A School District 8 report has found up to 40 per cent of student fees aren’t being paid by families, which is driving expenses up for schools that offer electives.
Trustees requested a review of student fees in June to check they were fair and compliant with the School Act, which states school boards must provide “educational resource materials necessary to participate in the educational program.”
The act also allows schools to charge cost recovery for additional expenses in extracurricular programs, such as instrumental rentals for music classes or sports teams’ transportation costs.
The report, completed by consultant Laurie Rice, found no issues with School District 8’s fees, but principals surveyed said between five and 40 per cent of fees aren’t being paid by families.
The district asks families to pay for classroom supply fees, which at the start of an academic year can include items like agendas and stationary the district buys in bulk. But those fees, as well as the ones for elective classes, are covered 100 per cent by the district if families either can’t pay or decline to.
Fees are also offset for the district by the education ministry’s $60-million Student and Family Affordability Fund, a one-time fund announced last August that pays for meal programs, supplies and activity fees.
Superintendent Trish Smillie said the district doesn’t want financial hardship at home to impact student learning, even if it is for extras like field trip costs.
“Education is a right and as a result, the schools are provided to provide an education free of charge. But it is nice for students to have something over and above what is necessary to just educate and graduate.”

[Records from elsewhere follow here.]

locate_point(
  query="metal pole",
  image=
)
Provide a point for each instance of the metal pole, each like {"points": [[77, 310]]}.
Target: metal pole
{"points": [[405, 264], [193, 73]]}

But the report also found that footing the bill for student fees is having consequences.
Principals cited inflation on supply and service costs as a concern, and those at smaller schools said they were concerned about not being able to provide the same learning opportunities as their larger counterparts if fees were being paid out of their budgets.
Smillie said she thinks the report’s conclusions are accurate. School budgets include considerations like transportation needs, but are mostly set by full-time equivalent hours of students in class. Fewer students, therefore, means less money for a school to work with.
“What happens is if you have a smaller group of children in a rural school, it’s those families that are fundraising in a smaller setting and may not have the same opportunity to fundraise and then provide some of those special opportunities for students,” said Smillie.
L.V. Rogers interim principal Tamara Malloff said the lack of school fees is most felt by electives.
Fundraising by parent advisory committees, Malloff said, helps with extracurricular fees. But any courses with consumables, such as food and shop classes, are becoming more costly for schools to maintain. (Malloff added no electives are currently in danger of being dropped from the curriculum.)
Malloff said the high school has a no-questions-asked policy to student needs, and has made some cost-cutting measures including removing locker fees and dropping the price of the outdoor education program ATLAS by $1,000. But she also acknowledged the financial pressures of that approach.
“We want to make sure that every student has an opportunity to think of graduation requirements and that teachers have the opportunity to teach courses, so it is tight.”
Unpaid fees are less of an issue at elementary schools, where there are no electives offered.
Canyon-Lister, with 130 students, is among the smaller schools in the district. Principal Laury Carriere said the school charges $40 annually for supplies that are bought in bulk, which is cheaper for parents than if they were to buy their own.
Fundraising by Canyon-Lister’s PAC subsidizes the cost of school photos and contributes to an annual activity day in June.
“The amount of money that we collect for school fees is just the cost recovery for school supplies anyway, and so we’ve never used any of that for school programming,” said Carriere.
The consultant’s report found no evidence that schools are charging unnecessary fees, or that they are saving surplus fees to be used in following academic years.
It suggested changing the term fees to “cost recovery charges,” but made no other recommendations.